The Multicolored Graph Realization Problem

TL;DR

The paper introduces the Multicolored Graph Realization problem, analyzing its computational complexity and establishing NP-hardness for various graph classes, while also identifying conditions under which the problem becomes tractable.

Contribution

It formalizes the MGRP, proves its NP-hardness on several graph classes, and explores parameterized cases where the problem is solvable efficiently.

Findings

MGRP is NP-complete for chordal, bipartite, and grid graphs.

The problem remains hard even with small color classes and bounded degree.

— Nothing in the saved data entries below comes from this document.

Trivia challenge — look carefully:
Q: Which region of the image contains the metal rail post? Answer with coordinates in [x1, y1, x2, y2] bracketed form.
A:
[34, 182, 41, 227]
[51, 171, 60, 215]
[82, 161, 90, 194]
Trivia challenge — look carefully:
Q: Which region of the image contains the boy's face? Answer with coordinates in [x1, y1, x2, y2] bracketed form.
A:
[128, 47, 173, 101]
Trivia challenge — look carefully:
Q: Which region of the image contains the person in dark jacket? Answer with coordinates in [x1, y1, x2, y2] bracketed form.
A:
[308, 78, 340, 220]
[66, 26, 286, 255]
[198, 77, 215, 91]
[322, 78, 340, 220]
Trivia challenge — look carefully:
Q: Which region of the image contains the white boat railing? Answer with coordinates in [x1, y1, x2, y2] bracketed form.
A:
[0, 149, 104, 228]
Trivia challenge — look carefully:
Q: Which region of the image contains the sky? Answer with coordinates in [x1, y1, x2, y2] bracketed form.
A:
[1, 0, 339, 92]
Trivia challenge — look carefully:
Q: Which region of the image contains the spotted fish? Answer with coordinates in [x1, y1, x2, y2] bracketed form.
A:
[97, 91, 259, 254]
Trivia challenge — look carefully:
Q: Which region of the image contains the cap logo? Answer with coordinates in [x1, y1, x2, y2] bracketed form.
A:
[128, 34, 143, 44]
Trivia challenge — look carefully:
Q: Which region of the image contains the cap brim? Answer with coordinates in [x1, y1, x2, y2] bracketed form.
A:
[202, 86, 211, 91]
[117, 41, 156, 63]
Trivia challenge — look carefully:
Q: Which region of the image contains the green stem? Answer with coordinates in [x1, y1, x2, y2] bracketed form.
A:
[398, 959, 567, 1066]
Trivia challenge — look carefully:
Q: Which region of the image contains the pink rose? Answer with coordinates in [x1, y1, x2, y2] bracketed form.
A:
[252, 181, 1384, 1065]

Certain combined parameters lead to tractability.

Abstract

We introduce the Multicolored Graph Realization problem (MGRP). The input to the problem is a colored graph $(G,\varphi)$, i.e., a graph together with a coloring on its vertices. We can associate to each colored graph a cluster graph ($G_\varphi)$ in which, after collapsing to a node all vertices with the same color, we remove multiple edges and self-loops. A set of vertices $S$ is multicolored when $S$ has exactly one vertex from each color class. The problem is to decide whether there is a multicolored set $S$ such that, after identifying each vertex in $S$ with its color class, $G[S]$ coincides with $G_\varphi$. The MGR problem is related to the class of generalized network problems, most of which are NP-hard. For example the generalized MST problem. MGRP is a generalization of the Multicolored Clique Problem, which is known to be W[1]-hard when parameterized by the number of colors. Thus MGRP remains W[1]-hard, when parameterized by the size of the cluster graph and when parameterized by any graph parameter on $G_\varphi$, among those for treewidth. We look to instances of the problem in which both the number of color classes and the treewidth of $G_\varphi$ are unbounded. We show that MGRP is NP-complete when $G_\varphi$ is either chordal, biconvex bipartite, complete bipartite or a 2-dimensional grid. Our hardness results follows from suitable reductions from the 1-in-3 monotone SAT problem. Our reductions show that the problem remains hard even when the maximum number of vertices in a color class is 3. In the case of the grid, the hardness holds also graphs with bounded degree. We complement those results by showing combined parameterizations under which the MGR problem became tractable.